Departments of Medicine and Laboratory Medicine, University of California, San Francisco, San Francisco, California, USA.
Nat Methods. 2011 Jan;8(1):91-6. doi: 10.1038/nmeth.1543. Epub 2010 Dec 12.
Real-time imaging of cellular and subcellular dynamics in vascularized organs requires image resolution and image registration to be simultaneously optimized without perturbing normal physiology. This problem is particularly pronounced in the lung, in which cells may transit at speeds >1 mm s(-1) and in which normal respiration results in large-scale tissue movements that prevent image registration. Here we report video-rate, two-photon imaging of a physiologically intact preparation of the mouse lung that is stabilizing and nondisruptive. Using our method, we obtained evidence for differential trapping of T cells and neutrophils in mouse pulmonary capillaries, and observed neutrophil mobilization and dynamic vascular leak in response to stretch and inflammatory models of lung injury in mice. The system permits physiological measurement of motility rates of >1 mm s(-1), observation of detailed cellular morphology and could be applied in the future to other organs and tissues while maintaining intact physiology.
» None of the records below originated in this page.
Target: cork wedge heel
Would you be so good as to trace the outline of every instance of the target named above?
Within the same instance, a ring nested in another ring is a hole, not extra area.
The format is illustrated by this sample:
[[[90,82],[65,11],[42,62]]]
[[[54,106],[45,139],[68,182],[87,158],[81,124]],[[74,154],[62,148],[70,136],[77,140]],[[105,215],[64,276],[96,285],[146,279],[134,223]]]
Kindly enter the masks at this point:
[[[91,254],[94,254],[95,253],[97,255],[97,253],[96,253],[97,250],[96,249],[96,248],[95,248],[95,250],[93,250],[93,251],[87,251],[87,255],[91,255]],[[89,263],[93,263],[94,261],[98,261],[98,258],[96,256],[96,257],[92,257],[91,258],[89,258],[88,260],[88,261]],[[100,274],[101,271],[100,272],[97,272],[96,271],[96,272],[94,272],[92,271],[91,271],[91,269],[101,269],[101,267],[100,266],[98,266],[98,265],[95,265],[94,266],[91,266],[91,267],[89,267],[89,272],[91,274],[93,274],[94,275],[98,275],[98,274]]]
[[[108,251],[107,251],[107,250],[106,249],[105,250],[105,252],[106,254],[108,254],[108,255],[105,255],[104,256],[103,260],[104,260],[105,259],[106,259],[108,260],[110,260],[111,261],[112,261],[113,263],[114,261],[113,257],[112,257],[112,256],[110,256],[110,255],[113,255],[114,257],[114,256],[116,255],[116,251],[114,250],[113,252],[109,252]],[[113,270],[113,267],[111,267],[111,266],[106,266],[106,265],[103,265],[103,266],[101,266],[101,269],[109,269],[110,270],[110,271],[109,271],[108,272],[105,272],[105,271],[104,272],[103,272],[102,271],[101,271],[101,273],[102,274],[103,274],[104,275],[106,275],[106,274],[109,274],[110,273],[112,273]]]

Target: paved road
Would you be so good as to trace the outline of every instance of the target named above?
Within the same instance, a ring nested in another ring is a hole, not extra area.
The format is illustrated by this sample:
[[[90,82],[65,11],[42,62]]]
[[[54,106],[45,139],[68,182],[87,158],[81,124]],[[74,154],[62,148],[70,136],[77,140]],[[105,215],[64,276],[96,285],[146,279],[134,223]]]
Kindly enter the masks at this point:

在血管化器官中实时成像细胞和亚细胞动力学需要同时优化图像分辨率和图像配准,而不会干扰正常的生理机能。在肺部,这个问题尤为突出,细胞的迁移速度可能超过 1 毫米/秒,而正常呼吸会导致大规模的组织运动,从而无法进行图像配准。在这里,我们报告了一种视频速率的、对生理完整的小鼠肺部的双光子成像方法,该方法稳定且无损伤。使用我们的方法,我们获得了证据表明 T 细胞和中性粒细胞在小鼠肺毛细血管中的差异捕获,并且观察到中性粒细胞的动员以及对拉伸和炎症性肺损伤模型的动态血管渗漏。该系统可以实现超过 1 毫米/秒的运动速度的生理测量,观察详细的细胞形态,并且在未来可以应用于其他器官和组织,同时保持完整的生理机能。